O Sr. Agostinho Cardoso: - Sr. Presidente: Quando um projecto de lei como aquele que apreciamos atinge tão grande pormenor nas suas disposições e tão alto nível na sua concepção; quando foi objecto de um notável parecer da Câmara Corporativa e do estudo da Comissão de Defesa Nacional desta Assembleia, onde se encontram distintos e ilustres oficiais das nossas forças armadas; quando estamos no fim da sua discussão na generalidade, durante a qual subiram a esta tribuna ilustres Deputados que são valores efectivos da Assembleia Nacional, seria pretensioso a um civil como eu, tão longe dos problemas militares, vir aqui comentar a referida proposta de lei.

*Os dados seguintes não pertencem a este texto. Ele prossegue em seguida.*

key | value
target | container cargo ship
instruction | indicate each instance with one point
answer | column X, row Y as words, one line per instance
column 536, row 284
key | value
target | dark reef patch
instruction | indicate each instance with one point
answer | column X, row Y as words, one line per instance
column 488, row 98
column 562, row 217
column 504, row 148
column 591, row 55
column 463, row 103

Assim, pedi a palavra, Sr. Presidente, para, apenas em breves minutos, me referir a um assunto directamente ligado à proposta de lei em discussão e acerca dele deixar aqui um voto.
Faço-o, por estrito dever de consciência, perante os que se batem pela Pátria e perante suas famílias.

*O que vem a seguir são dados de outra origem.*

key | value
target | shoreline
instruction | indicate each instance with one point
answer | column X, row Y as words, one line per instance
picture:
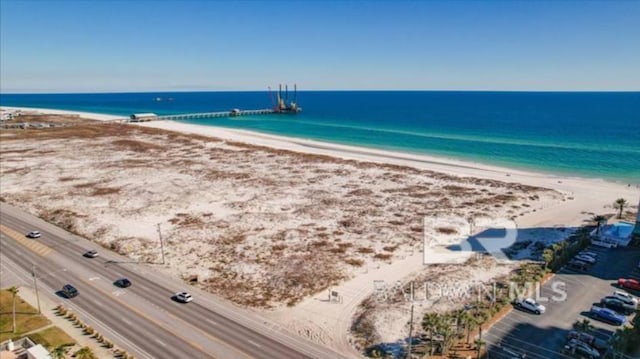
column 292, row 207
column 563, row 183
column 421, row 160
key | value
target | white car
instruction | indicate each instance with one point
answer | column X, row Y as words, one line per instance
column 585, row 258
column 593, row 255
column 530, row 305
column 34, row 234
column 625, row 297
column 183, row 297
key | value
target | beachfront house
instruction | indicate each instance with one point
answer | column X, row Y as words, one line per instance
column 618, row 234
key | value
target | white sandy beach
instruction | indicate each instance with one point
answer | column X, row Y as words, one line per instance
column 574, row 201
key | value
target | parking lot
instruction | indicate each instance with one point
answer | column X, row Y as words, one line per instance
column 525, row 334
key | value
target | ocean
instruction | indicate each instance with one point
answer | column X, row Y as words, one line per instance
column 583, row 134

Não me deixaram, Sr. Presidente, prestar serviço militar nos já recuados tempos da minha juventude. Pedi quanto pude à junta de inspecção que me reprovou para que mo deixasse fazer. Questão de uns centímetros de perímetro torácico a menos, inaptidão indiscutível nessa época, os quais já aumentaram fartamente ao longo da vida. Era em tempo de paz. Fui soldado da Legião- e ali fiz a minha recruta. Meu pai foi soldado e o meu filho mais velho já foi apurado para o serviço militar. Os meus parentes mais próximos ou já serviram Portugal em África ou vão fazê-lo. Assim, estou à vontade para o que vou dizer.
Verifica-se na proposta, de lei a preocupação de salientar o dever de todos servirem a Nação para fins militares e adentro de um conceito amplo de serviço militar que ultrapassa a permanência nas fileiras.
Às características totalitárias que as guerras vão revestindo pensa-se, e bem, que tem de opor-se a defesa integral da Nação e a preparação, também integral, de todas as suas actividades para essa defesa. O que pode atingir-se a este respeito em consciencialização colectiva e nível de civismo pôde ser observado no facto de Israel ter posto, no espaço de um dia, as crianças a distribuir a correspondência domiciliária dos correios e raparigas quase adolescentes a conduzir os veículos de transporte colectivo substituindo automàticamente, umas e outras, os homens que haviam bruscamente partido para a guerra. E se bem entendo, no mundo de hoje a paz tem de ser por ora uma paz armada, já que as agressões e as ameaças de agressão surgem não só vindas directamente de fora, mas infiltrando-se adentro da fronteira, fàcilmente ultrapassáveis, nestes tempos de cosmopolitismo, pela guerrilha e acessíveis aos golpes de mão que atinjam pontos vitais ou chefes difìcilmente substituíveis. Isto, como a guerra atómica, como a propaganda subversiva das emissoras, cria uma situação nova tanto na defesa nacional, como nos conceitos de paz. Por outro lado, o que aconteceu em volta do Suez na guerra-relâmpago que ali houve e o carácter, significado e consequências da táctica que dos dois lados se está utilizando na guerra do Vietname tornam pouco a pouco altamente simbólica e expressiva do nosso tempo a posição e atitude dos homens e mulheres de Israel, que lavram a terra das regiões fronteiriças de arma a tiracolo. O amor da paz, o culto da paz e a promoção da paz parecem pressupor, mais que nunca, o culto do dever militar, do amor da Pátria e da segurança nacional. E, por outro lado, ainda certo pacifismo do tipo Briand e Remarque ou de certo marxismo de exportação «para ocidental ver» e nele se submergir significam, no fundo, o culto da guerra e o pacto com o inimigo. E, assim, parece que por ora não morreu, antes revestiu novas modalidades na era atómica, o velho aforismo Si vis pacem para bellum.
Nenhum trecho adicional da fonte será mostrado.